Alterations in autophagy in response esophageal cancer-associated factors. Esophageal squamous cell carcinoma (ESCC) occurs in the proximal portion of the esophagus as esophageal keratinocytes undergo malignant transformation. The schematic above the dotted line depicts how the listed cellular and environmental factors have been demonstrated to impact autophagy in ESCC as well as the effects of autophagy activation and inhibition upon ESCC cells. Esophageal adenocarcinoma (EAC) occurs in the distal portion of the esophagus as esophageal epithelium is displaced by a specialized intestinal metaplasia, Barrett’s esophagus (BE), in response to gastroesophageal reflux disease (GERD). The schematic below the dotted line depicts how bile/acid reflux impacts autophagy in the early premalignant states of GERD and BE as well as in dysplastic BE and EAC.

Figure 3

Summary of studies investigating effects of autophagy on therapeutic response in esophageal cancer.

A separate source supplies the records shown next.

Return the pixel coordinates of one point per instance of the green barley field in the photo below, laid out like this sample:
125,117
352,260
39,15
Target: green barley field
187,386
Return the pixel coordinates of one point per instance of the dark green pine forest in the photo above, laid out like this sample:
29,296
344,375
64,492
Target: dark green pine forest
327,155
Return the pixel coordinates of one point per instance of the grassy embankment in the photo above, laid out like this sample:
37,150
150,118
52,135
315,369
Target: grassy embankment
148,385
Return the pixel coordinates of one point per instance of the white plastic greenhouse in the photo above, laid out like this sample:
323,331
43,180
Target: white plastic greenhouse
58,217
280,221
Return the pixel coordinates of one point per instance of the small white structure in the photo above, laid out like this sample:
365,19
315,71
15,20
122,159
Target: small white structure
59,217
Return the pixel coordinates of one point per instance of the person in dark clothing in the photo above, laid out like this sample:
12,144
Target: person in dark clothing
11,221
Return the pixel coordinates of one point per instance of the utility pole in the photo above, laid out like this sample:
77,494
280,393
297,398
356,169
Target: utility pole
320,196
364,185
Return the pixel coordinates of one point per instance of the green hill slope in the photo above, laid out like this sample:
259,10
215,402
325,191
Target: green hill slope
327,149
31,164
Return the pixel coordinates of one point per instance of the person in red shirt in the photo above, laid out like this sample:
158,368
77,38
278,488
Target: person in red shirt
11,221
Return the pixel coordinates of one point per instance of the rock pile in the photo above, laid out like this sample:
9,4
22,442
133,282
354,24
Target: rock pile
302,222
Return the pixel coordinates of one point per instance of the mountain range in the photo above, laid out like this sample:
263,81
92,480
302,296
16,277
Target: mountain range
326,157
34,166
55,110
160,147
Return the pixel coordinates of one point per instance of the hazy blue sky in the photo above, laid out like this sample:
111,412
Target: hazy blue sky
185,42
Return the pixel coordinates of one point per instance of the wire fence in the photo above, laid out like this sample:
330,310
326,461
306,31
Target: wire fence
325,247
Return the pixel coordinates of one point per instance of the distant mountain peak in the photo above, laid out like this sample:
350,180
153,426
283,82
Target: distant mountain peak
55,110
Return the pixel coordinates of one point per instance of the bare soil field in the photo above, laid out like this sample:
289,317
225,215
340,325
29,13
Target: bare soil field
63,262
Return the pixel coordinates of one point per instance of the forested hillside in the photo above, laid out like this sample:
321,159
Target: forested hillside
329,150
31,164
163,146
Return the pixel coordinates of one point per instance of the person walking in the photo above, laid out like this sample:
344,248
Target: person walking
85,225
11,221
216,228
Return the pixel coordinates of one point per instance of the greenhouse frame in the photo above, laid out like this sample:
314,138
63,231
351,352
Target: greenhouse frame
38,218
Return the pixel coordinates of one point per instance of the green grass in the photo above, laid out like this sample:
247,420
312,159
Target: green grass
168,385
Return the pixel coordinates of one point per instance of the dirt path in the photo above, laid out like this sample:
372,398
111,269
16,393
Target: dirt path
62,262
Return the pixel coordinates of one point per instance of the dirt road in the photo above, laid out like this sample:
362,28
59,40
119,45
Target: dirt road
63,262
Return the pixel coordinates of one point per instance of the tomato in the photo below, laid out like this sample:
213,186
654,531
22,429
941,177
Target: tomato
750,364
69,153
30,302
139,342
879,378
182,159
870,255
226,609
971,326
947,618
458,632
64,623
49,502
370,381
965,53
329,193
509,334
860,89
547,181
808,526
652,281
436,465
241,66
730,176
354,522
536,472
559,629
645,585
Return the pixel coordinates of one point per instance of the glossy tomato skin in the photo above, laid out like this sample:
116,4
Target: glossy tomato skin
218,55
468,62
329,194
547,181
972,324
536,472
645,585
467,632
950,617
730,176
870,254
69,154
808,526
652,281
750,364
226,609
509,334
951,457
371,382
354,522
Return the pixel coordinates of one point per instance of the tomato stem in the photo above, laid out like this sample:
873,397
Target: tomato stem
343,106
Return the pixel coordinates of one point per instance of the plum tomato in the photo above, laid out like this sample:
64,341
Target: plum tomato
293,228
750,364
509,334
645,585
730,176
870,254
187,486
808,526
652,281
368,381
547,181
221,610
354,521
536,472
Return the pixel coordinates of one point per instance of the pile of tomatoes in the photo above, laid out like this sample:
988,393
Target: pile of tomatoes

Therapeutic interventions that activate autophagy to limit cell death are shown in the yellow circle, while therapies that activate autophagy to promote cell death are shown in the blue circle. Esomeprazole is present in the overlapping space between the two circles as it has been shown to activate autophagy to limit cell death and also promote cell death in a context-dependent manner.